Glad you enjoyed show,but sorry you had some problems. One year we went,Jennifer had just had a big operation,so we thought it best to cancel our tickets,(VIP), on speaking to a lady on the RIAT helpline,she offered to have a "Pope Mobile",(Golfbuggy) waiting for us at the gate,and an escort to the viewing enclosure,so we took her kind offer and went. As regards the "Chair",or lack of,i think you will find that SOME!,photographers,use a chair they are not entitled to,however,the chairs used to be numbered,so it was very easy to go along the chairs,reading numbers,this sometimes meant checking chairs with the number covered by a coat,BINGO!. If you are not up to doing this,i am sure a steward would do it for you.
It does help if you like aircraft of yesteryear,as this is a big part of the static display,one year there where two aircraft from Rumania,when i asked had they flown in,i was told yes,so,on watching departures,could not believe my eyes when not only did they start up,but flew away under their own "Steam"LOL.
If you do go again,i hope this helps,but to anyone else,do not be put off by the poor quality of Ezzy's experience,if you have a mobility/health problem,i am sure RIAT helpline,will ease your enjoyment.
"All clear above and behind" LOL.
Gearjammer


----------



## Mikemoss (Sep 5, 2005)

We had a great time (as ever) in the C&CC rally field - not quite sure where you saw the mud, as it was all perfectly dry on our field and also the CC one next door (College Farm, Whelford).
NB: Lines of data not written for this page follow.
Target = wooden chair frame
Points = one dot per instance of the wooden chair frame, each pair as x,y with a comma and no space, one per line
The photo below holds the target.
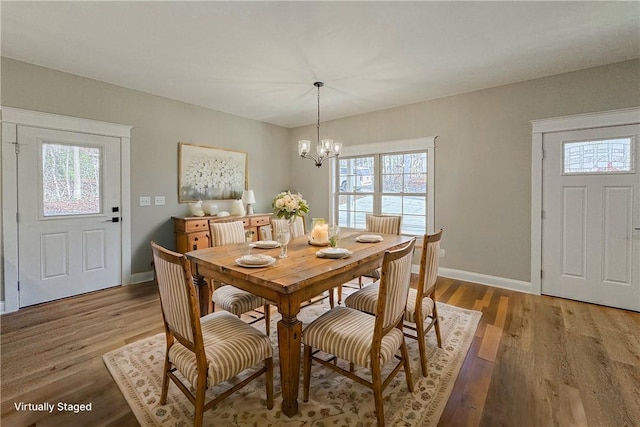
197,347
377,383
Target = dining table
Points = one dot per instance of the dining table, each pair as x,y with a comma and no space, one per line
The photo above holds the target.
288,283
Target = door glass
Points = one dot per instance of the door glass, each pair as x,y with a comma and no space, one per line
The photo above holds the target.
601,156
71,179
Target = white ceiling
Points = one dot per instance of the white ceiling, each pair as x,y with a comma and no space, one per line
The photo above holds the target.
260,59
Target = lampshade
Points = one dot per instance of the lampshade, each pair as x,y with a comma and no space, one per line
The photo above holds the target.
248,196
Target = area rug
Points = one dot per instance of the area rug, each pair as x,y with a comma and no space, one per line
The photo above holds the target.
334,400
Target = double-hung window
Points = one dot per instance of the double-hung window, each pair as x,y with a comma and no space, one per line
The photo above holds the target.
391,179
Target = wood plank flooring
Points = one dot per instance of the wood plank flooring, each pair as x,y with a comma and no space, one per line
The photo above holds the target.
535,361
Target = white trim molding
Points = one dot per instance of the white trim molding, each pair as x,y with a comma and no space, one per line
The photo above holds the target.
541,127
11,119
484,279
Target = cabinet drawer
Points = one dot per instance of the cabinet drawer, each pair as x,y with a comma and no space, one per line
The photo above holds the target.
197,225
198,240
261,220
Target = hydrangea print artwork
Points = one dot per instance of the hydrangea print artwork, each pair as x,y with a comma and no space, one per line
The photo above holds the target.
211,174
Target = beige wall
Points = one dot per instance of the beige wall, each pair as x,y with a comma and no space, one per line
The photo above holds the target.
158,125
483,158
483,155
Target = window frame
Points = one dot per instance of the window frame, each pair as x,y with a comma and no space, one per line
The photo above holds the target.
389,147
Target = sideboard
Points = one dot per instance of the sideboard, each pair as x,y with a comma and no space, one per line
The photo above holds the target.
193,232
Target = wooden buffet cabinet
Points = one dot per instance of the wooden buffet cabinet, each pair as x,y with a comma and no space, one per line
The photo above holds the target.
193,232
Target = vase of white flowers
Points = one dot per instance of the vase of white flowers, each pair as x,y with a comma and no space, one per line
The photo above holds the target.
289,206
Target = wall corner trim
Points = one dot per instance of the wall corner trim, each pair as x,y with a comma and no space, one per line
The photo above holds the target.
484,279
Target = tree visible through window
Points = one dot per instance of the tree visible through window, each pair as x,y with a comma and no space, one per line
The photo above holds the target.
390,183
71,178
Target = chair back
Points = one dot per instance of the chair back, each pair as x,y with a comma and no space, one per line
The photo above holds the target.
429,262
227,233
387,224
394,286
296,229
177,295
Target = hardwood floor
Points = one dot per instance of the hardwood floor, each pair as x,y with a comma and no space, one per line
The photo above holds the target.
535,361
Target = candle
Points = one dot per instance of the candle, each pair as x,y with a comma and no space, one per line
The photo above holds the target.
320,233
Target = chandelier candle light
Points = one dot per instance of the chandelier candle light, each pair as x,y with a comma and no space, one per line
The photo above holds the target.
248,198
325,148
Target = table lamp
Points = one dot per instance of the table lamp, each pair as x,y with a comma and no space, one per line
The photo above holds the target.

Some of our fellow ralliers went into the main airfield on Saturday morning and got soaked to the skin while we stayed warm and dry in Bessie while waiting for the display to start.

My main criticism is that once the display did start, it seemed a bit daft to stop again for lunch. Also, there were sometimes lengthy gaps between displays. By comparison, Yeovilton Air Day the Saturday before was just one, really good and totally seamless display from start to finish.


----------